Au Japon, les yakuzas retrouvent leurs doigts
Au Japon, les yakuzas retrouvent leurs doigts
Par Philippe Mesmer (Tokyo, correspondance)
Pour masquer l’amputation de leurs phalanges, signe d’appartenance à un gang, les ex-membres de la pègre se tournent vers des prothésistes.
Le prothésiste Shintaro Hayashi le 27 mai 2013. | Toshifumi Kitamura/AFP
Avec l’ajout, le 15 avril, d’un nouveau membre sur la liste officielle des gangs au Japon, l’activité des prothésistes nippons pourrait faire un bond.

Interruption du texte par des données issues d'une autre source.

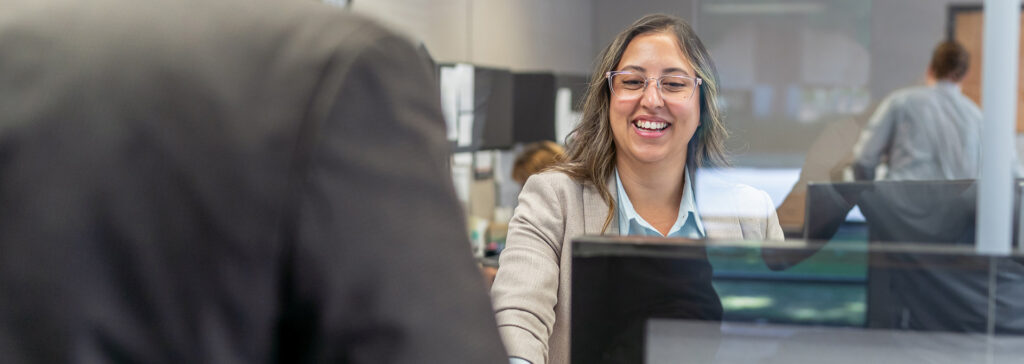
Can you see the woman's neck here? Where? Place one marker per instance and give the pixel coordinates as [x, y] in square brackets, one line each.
[651, 188]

En tout cas, pour ceux spécialisés dans les modèles de doigts pour yakuzas en quête de respectabilité.
En août 2015, la scission du Yamaguhi-gumi – le clan créé en 1915 sur les docks du port de Kobé (dans l’ouest du Japon), aujourd’hui le plus puissant de l’Archipel – a en effet donné lieu à la naissance du Kobé-Yamaguchi-gumi. L’agence nationale de la police (NPA) parle depuis de « guerre totale » et de « risque élevé pour la sécurité publique ». Et recense vingt et un incidents, dont plusieurs coups de feu, qui l’ont conduit à inscrire dans l’urgence le Kobé-Yamaguchi-gumi sur la liste des gangs nippons.
En signe de pardon
Cette décision facilite les procédures et devrait se traduire par des poursuites accrues contre les gangsters. Certains pourraient donc chercher à sortir du milieu. Et se refaire une virginité en se faisant poser une prothèse du doigt. Car pendant leur carrière, ils ont dû se plier au rite ancien dit du « yubitsume ». Cette pratique d’amputation d’une ou de plusieurs phalanges des doigts remonterait au temps d’Edo (1603-1868), quand les habitués des jeux interdits de l’époque, incapables de payer leurs dettes, se coupaient le doigt pour obtenir le pardon de leurs créanciers. Elle a perduré, sanctionnant des affronts contre l’oyabun, le boss du gang, des détournements de fonds ou autres manquements aux règles du groupe.
Des prothèses de doigts pour les ex-yakuzas
Durée : 02:10
Selon la police, près de la moitié des yakuzas étaient amputés en 1992. Mais, depuis l’adoption cette année-là de la première législation réprimant le crime organisé, le milieu y renonce peu à peu. Car la pratique reste un véritable marqueur du passé d’un voyou. Si bien que ceux qui souhaitent tirer un trait sur un épisode douteux de leur vie et retrouver une existence « normale » – se marier ou simplement « assister à un événement auquel participe un enfant ou un petit-enfant » – multiplient les démarches auprès des prothésistes, explique-t-on chez Aiwa Gishi, un spécialiste de Tokyo. Ils représenteraient 5 % de la clientèle d’Aiwa Gishi, qui fait une abondante publicité de cette activité sur son site Internet. Une prothèse coûte jusqu’à 2 700 euros et dure entre cinq et dix ans.
Mille nuances de couleurs de peau
A Osaka (dans l’ouest du pays), Yukako Fukushima s’est forgé une réputation dans le milieu par la qualité de son travail. Elle peut notamment décliner mille nuances de couleurs de peau. La police oriente vers elle les repentis en quête de respectabilité, et Mme Fukushima a déjà obtenu des récompenses du gouvernement pour son aide à la réinsertion des voyous dans la société.
Mais, malgré la « guerre » en cours, difficile d’imaginer un véritable avenir pour ce business. Outre la disparition progressive du yubitsume, l’Archipel ne comptait plus que 46 900 yakuzas en 2015, selon la police, soit 12 % de moins que l’année précédente. Un déclin régulier qui traduit une diversification des activités, la pègre jouant plus de la délinquance en col blanc et s’éloignant de ses rites traditionnels.